Ocean Fun

Jekyll IslandFor as long as I can remember I’ve insisted I was born to live near the water. A tropical (or sub-tropical) beach would be ideal, but honestly I wouldn’t complain about a small shack on the river or a lake. As long as I could open my window, feel the fresh breeze and hear water lapping at the land I’d be content. When I have trouble sleeping, I often turn to a recording of a storm coming over a lake in the wilderness – very few things put me right to sleep, but this works more often than most things.

Despite this, I’ve never considered myself much of a swimmer, nor have I wanted to do much more on the water than paddle in a boat, or ride around while others water-ski. I spent years as a child taking swim lessons from a less-than-encouraging teacher, which is ultimately why I turned to running when I was young.

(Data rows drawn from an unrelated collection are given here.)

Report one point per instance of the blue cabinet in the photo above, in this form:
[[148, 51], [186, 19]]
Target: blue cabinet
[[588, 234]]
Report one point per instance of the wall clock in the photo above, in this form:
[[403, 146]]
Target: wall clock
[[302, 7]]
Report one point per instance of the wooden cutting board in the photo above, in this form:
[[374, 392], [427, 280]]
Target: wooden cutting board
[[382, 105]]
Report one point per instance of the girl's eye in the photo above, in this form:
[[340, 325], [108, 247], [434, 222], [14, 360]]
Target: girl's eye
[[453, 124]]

Last week at the beach I conquered a new challenge – swimming on my own in the ocean. Don’t get me wrong – I’ll get into the water and play in the waves. But I’ve never intentionally set out to swim away from the shore in the ocean, looking for water too deep to stand. I’m not completely crazy or without concern for my own safety – since I was swimming on my own in the open water I used my ‘safer swimmer’ float (a bright orange inflatable pouch that makes you visible to boats in the area and can keep you above water if you run into problems mid-swim).

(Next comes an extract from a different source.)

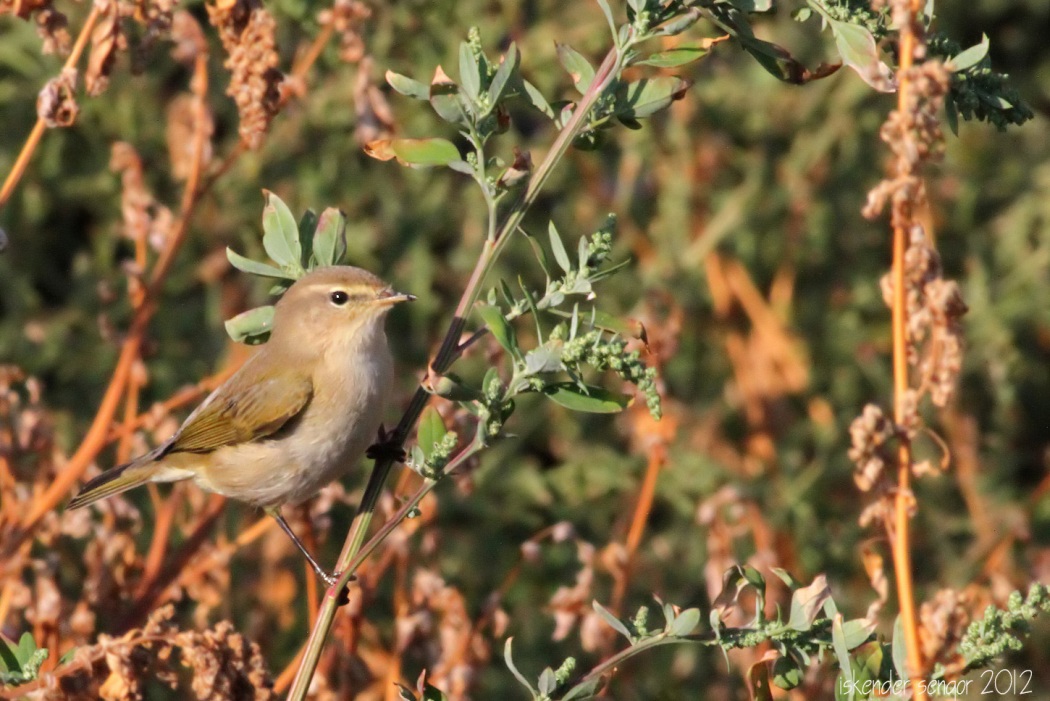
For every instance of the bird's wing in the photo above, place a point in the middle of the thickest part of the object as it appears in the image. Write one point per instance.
(242, 410)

The buoyancy of the salt water was phenomenal, though when I finally got to water deep enough to swim I was bounced around by waves that looked like ripples from shore, and had to keep myself calm in the face of fish leaping out of the water near my face. I reminded myself that I was in the ocean after all, and not in my neighborhood pool.

I fought some current, swallowed more than my fair-share of salt water, and had a glorious time swimming in the ocean. I realized that if I was worried about leaping fish, I’d come a long way from my fears of putting my face in the water and not seeing a clear black line on the bottom of the pool, or my fear of not making my way back to shore. I’m not an expert swimmer (and certainly not a fast or elegant swimmer), but I’ve developed confidence and have become a good swimmer – and stronger athlete – as a result. It doesn’t get much more fun than that.